It's hard to believe that Oracle's Larry Ellison actually once turned his nose up at the idea of acquiring a company, retorting, "We write software, we don't write checks."
It's also hard to believe that, some $35 billion spent buying five dozen acquisitions later, Oracle's about to take on IBM using the business model IBM once excelled at-selling hardware and software. And yet, that's exactly where things seem to be headed, according to this Reuters Special Report on Ellison and his role in merging Sun into Oracle.
It's an excellent feature that provides insight into Ellison's plans for Oracle and his very hands-on management of the Sun integration. It's particularly noteworthy in that Reuters managed to secure an interview with Ellison himself and write a piece about Ellison without once dissing SAP.
It turns out, Ellison excels at integration, at least from a management standpoint, which might explain why he's also betting on integration as a key differentiator for Oracle. The article says his mantra is: "Best of breed" is good for dog shows, not for software-a hit at those who argue for best-of-breed solutions over integrated solutions from one vendor. The article includes this telling quote from Ellison:
Where we think we'll make our money -- where we think we're able to differentiate ourselves from IBM and everybody else -- is by building complete and integrated systems from silicon all the way up through the software, all prepackaged together.
In fact, Oracle seems to be stealing IBM's playbook. Its first product using Sun technology is the Exadata, which, the article notes, is a 1-ton, 6-foot-tall machine that costs more than $1 million. Maybe you technologists can help me out here, but in what world is that NOT a mainframe?
Dave Gelardi, the vice president of systems strategy at IBM (you know, the company historically known for producing mainframes), responded by calling Exadata "a one-trick pony that has no ability to integrate," although Big Blue apparently cared enough to respond with a range of integrated systems.
Integration, it seems, could become a strategic differentiator here. Certainly, Ellison thinks companies are tired of integration headaches and want a complete solution. In fact, Oracle CIO Charles Phillips recently said outright the way to solve IT's integration problems is to standardize on Oracle.

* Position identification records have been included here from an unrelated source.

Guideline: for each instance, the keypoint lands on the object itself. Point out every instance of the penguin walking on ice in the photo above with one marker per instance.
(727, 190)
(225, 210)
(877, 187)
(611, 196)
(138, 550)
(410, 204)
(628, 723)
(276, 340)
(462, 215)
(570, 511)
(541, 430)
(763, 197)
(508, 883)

IBM, on the other hand, does have "the world's largest technology-services organization, which generates billions of dollars a year in fees by helping companies build customized systems," as the article points out. It's also heavily invested in its profitable Websphere middleware, so clearly, IBM makes a good deal of money from offering integration solutions.
But let's get real here: This is IBM, and it still sells hardware and appliances. In fact, after my a recent discussion with IBM about the Cast Iron acquisition, I'm positive appliances and packaged solutions will continue to play a key role in IBM's business model.
In the long run, I cynically suggest that solving IT integration will boil down neither to Oracle nor IBM nor any other vendor, but to one question: How much money are you willing to spend?